Although leishmaniasis is endemic throughout much of South America, this is the first time it has been found in a South American mummy, the team reports online today in PLoS ONE. A previous x-ray study of skeletal remains from the cemetery had revealed lesions reminiscent of leishmaniasis in 2% of the bones.
"Leishmaniasis didn't occur to me" when he first looked at the skulls, says Appenzeller, because the disease isn't found in San Pedro de Atacama today. And it was unlikely to have been there a millennium ago, he says, because the region's dry weather prevents the parasite from completing its life cycle.
So how did the four women contract the disease? "We think that they were immigrants, Yungas," says Appenzeller--people who lived 400 kilometers away in the tropical lowlands on the eastern slope of the Andes, where leishmaniasis is endemic. The high-altitude Atacameños prized the hallucinogenic drugs of the lowland Yungas, leading to an extensive trading network; the two peoples likely intermarried as well. Most probably, the scientists say, the four women contracted the disease in their youth in the lowlands and married Atacameños before the facial lesions, which can take up to 20 years to develop, were apparent.
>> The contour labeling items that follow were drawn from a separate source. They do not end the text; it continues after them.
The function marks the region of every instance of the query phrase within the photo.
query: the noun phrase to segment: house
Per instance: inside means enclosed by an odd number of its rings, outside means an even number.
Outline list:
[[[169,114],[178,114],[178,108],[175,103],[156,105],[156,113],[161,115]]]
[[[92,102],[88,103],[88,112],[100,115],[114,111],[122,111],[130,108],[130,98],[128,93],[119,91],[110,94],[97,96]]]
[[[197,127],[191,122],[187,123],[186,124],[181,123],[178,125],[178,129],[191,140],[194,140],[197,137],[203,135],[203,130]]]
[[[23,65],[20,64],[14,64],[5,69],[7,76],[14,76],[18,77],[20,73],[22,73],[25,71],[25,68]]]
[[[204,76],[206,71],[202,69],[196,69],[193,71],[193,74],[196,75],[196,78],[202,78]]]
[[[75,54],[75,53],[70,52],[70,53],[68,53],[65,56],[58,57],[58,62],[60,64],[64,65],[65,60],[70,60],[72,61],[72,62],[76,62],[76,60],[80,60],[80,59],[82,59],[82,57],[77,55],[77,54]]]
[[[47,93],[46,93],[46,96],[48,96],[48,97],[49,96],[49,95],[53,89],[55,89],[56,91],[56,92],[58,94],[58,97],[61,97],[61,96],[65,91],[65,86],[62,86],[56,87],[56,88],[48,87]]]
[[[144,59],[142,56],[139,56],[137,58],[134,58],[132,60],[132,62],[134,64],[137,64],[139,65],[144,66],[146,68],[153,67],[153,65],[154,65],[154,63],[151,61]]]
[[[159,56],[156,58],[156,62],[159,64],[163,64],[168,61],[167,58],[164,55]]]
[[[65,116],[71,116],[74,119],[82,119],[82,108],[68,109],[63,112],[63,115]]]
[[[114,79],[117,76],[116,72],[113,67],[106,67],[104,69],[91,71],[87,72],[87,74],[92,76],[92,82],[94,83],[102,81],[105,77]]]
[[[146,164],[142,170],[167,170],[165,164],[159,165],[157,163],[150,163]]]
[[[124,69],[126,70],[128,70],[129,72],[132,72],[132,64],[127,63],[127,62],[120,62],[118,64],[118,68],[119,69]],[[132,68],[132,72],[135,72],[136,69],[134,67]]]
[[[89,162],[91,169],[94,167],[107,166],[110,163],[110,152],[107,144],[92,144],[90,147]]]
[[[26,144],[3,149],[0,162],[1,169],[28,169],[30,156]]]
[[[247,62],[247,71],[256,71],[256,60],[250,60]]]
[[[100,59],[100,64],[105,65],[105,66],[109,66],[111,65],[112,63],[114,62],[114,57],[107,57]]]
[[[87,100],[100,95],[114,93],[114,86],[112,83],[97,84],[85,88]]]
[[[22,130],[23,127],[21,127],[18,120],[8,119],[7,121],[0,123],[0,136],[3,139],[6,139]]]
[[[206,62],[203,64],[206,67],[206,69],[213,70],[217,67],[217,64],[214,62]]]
If the desert climate had not stopped the parasite, it could easily have become endemic in the Atacama, because "everything else it needs for its life cycle--sand, rodents, and dogs--is there," says Appenzeller. "Only the climate halted it." And in that bit of geographical good fortune, the researchers see a warning. "With today's climate change, and the movement of people, leishmaniasis is spreading," says Appenzeller, who notes that more than 600 U.S. service members stationed in Iraq have come down with the Old World form of the disease. The World Health Organization reports that leishmaniasis kills some 60,000 people a year and is the second largest parasite killer after malaria.
"It's a great study and should bring attention to this pathogen, which needs to be tracked and controlled," says Raffaella Bianucci, a physical anthropologist at the University of Turin, Italy. "Maybe because of climate change or migration, the disease is now in northern France and Germany, places you would never expect to find it in the past."